Price: $960.40 per 60 tablets (AWP for a 1-month supply)
Patient assistance program: 1-(800)-722-9294
Product information: 1-(800)-334-0089
Dosage: 300 mg abacavir, 300 mg zidovudine, and 150 mg lamivudine (1 tablet) twice a day with or without food in patients with normal renal and hepatic function.
Pharmacology: Trizivir demonstrated similar pharmacokinetic properties compared with simultaneous administration of abacavir, zidovudine, and lamivudine tablets.
Drug interactions: None
Adverse reaction: GI intolerance, malaise, fatigue, headache (in up to 35%), nausea, vomiting, diarrhea, abdominal pain, anorexia, and insomnia. Bone marrow suppression (anemia and neutropenia seen more commonly with late-stage AIDS), myalgia, myopathy, transaminase elevation, fingernail discoloration. Hypersensitivity reaction with abacavir component-fever, rash, fatigue, malaise, GI symptoms, and arthralgias (noted in 2%–3% of patients), usually in the first 6 weeks. Mandatory discontinuation with hypersensitivity reaction. Do not rechallenge (two deaths reported upon abacavir rechallenge); rare cases of lactic acidosis and severe hepatomegaly with steatosis.
Pregnancy: FDA category C
Clinical trials: The first major comparative trial was CNA 3003 (ABC/AZT/3TC vs. AZT/3TC) in 173 treatment naïve patients with CD4 >100/mm3. At 24 weeks, 70% of those in the three drug arm had VL <400 c/mL, and the average increase in CD4 count was 86/mm3. This was significantly better than results in the AZT/3TC arm.
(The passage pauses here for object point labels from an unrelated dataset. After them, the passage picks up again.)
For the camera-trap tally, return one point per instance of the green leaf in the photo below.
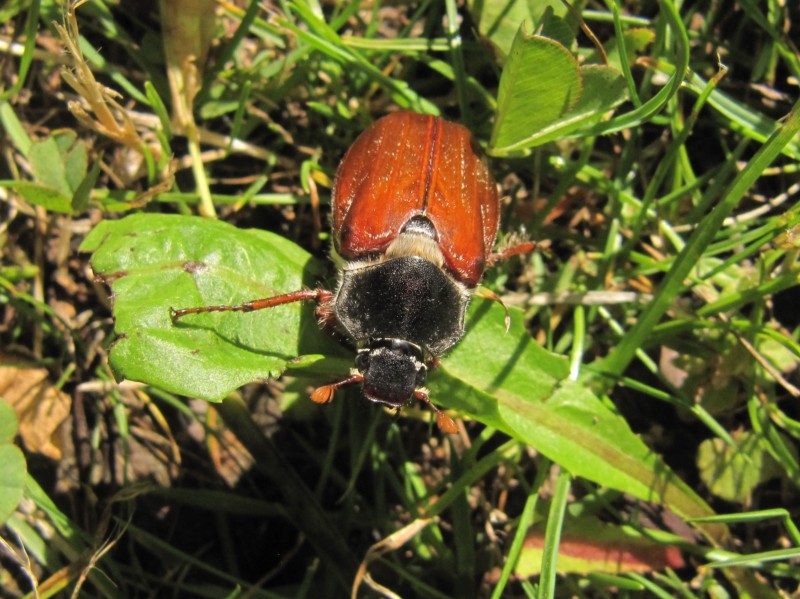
(540, 83)
(500, 21)
(12, 463)
(47, 165)
(155, 262)
(504, 380)
(509, 382)
(47, 197)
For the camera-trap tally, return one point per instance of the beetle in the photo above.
(415, 214)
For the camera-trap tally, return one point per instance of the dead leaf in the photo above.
(41, 408)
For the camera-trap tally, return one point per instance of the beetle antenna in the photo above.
(325, 393)
(443, 421)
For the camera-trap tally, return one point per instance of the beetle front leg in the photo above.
(321, 296)
(443, 421)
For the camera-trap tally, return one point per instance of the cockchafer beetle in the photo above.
(415, 214)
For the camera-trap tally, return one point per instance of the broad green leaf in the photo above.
(509, 382)
(48, 166)
(500, 21)
(504, 380)
(155, 262)
(540, 83)
(12, 463)
(47, 197)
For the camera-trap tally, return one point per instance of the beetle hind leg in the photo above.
(517, 249)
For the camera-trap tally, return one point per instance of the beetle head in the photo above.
(392, 370)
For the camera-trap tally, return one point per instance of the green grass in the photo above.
(644, 399)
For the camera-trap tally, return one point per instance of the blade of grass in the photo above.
(619, 358)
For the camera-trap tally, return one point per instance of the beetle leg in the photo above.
(318, 295)
(325, 393)
(491, 295)
(443, 421)
(523, 247)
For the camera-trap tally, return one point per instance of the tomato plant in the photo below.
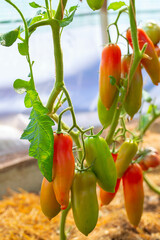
(96, 160)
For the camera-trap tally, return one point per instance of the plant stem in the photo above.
(109, 138)
(26, 41)
(47, 7)
(63, 221)
(149, 124)
(73, 134)
(45, 22)
(60, 117)
(151, 185)
(58, 65)
(58, 14)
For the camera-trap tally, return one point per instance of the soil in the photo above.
(21, 216)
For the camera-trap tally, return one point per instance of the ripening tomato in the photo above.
(95, 4)
(49, 205)
(153, 31)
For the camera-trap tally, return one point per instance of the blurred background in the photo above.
(82, 43)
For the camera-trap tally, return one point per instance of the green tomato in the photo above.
(153, 31)
(95, 4)
(84, 201)
(106, 116)
(98, 154)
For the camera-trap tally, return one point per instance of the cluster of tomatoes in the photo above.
(103, 168)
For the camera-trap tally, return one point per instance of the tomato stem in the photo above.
(151, 185)
(63, 222)
(60, 117)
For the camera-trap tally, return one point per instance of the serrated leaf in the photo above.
(67, 20)
(27, 101)
(153, 109)
(23, 48)
(112, 80)
(144, 120)
(146, 97)
(116, 5)
(34, 5)
(40, 134)
(21, 86)
(72, 8)
(7, 39)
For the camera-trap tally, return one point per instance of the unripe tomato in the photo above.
(106, 116)
(49, 205)
(133, 193)
(95, 4)
(153, 31)
(150, 160)
(63, 168)
(84, 201)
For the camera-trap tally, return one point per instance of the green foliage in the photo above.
(112, 80)
(40, 134)
(34, 5)
(7, 39)
(21, 86)
(23, 48)
(68, 17)
(116, 5)
(146, 97)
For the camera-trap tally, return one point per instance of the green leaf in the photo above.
(153, 109)
(144, 120)
(23, 48)
(116, 5)
(73, 8)
(40, 134)
(21, 86)
(34, 5)
(112, 80)
(27, 101)
(67, 20)
(146, 97)
(7, 39)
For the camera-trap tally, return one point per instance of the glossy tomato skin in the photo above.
(150, 160)
(125, 155)
(152, 65)
(84, 201)
(107, 197)
(133, 193)
(98, 154)
(106, 116)
(63, 168)
(153, 31)
(95, 4)
(133, 98)
(49, 205)
(110, 66)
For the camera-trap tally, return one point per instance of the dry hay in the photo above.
(21, 218)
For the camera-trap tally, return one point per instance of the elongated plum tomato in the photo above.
(49, 205)
(84, 201)
(133, 193)
(95, 4)
(98, 154)
(107, 197)
(151, 65)
(63, 168)
(133, 99)
(106, 116)
(110, 68)
(153, 31)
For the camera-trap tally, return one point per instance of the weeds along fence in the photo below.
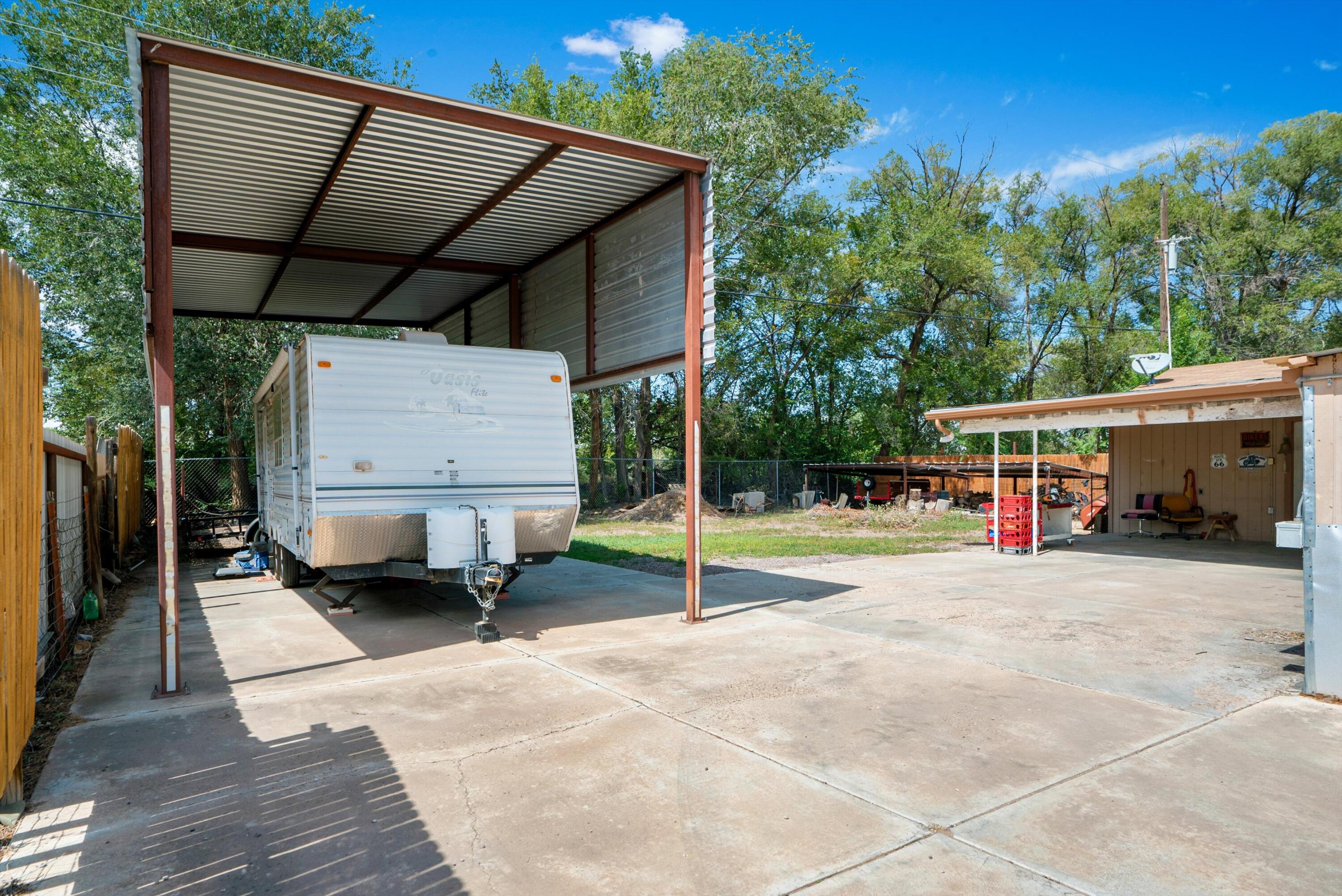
(22, 511)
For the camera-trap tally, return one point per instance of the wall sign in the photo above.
(1255, 439)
The response at 48 weeks was sustained; however, a subset analysis of participants with baseline viral loads of >100,000/mL demonstrated that only 33% achieved undetectable virus (Fischl M, et al. 6th Conference on Retroviruses and Opportunistic Infections [abstract 16]; 1999; Chicago).
CNA 3005 compared the triple NRTI regimen (ABC/AZT/3TC) with indinavir/AZT/3TC in 562 treatment naïve patients. At 48 weeks, 51% in both groups had achieved VL <400 c/mL by intent-to-treat analysis. Only 31% receiving the ABC regimen with a baseline VL >100,000 c/mL had reduction to <400 c/mL compared with 45% in the IDV arm (Staszewski S. ICAAC [abstract 505]; 1999 Sep). There was comparable immune restoration in the two groups with median CD4 count increases of approximately 140/mm3. Genotypic resistance analysis of HIV strains from failures usually showed wild-type virus or the RT codon 184 mutation (7th CROI, abstract 331, 2000, San Francisco).
The Swiss Cohort study examined patients who responded to PI-containing regimens and were then randomized to continue the PI regimen or switch to a triple NRTI regimen with ABC/AZT/3TC. At 48 weeks, VL and CD4 count responses were comparable in both groups, and blood lipid profiles were better in the triple NRTI group (7th CROI, abstract 457, 2000, San Francisco).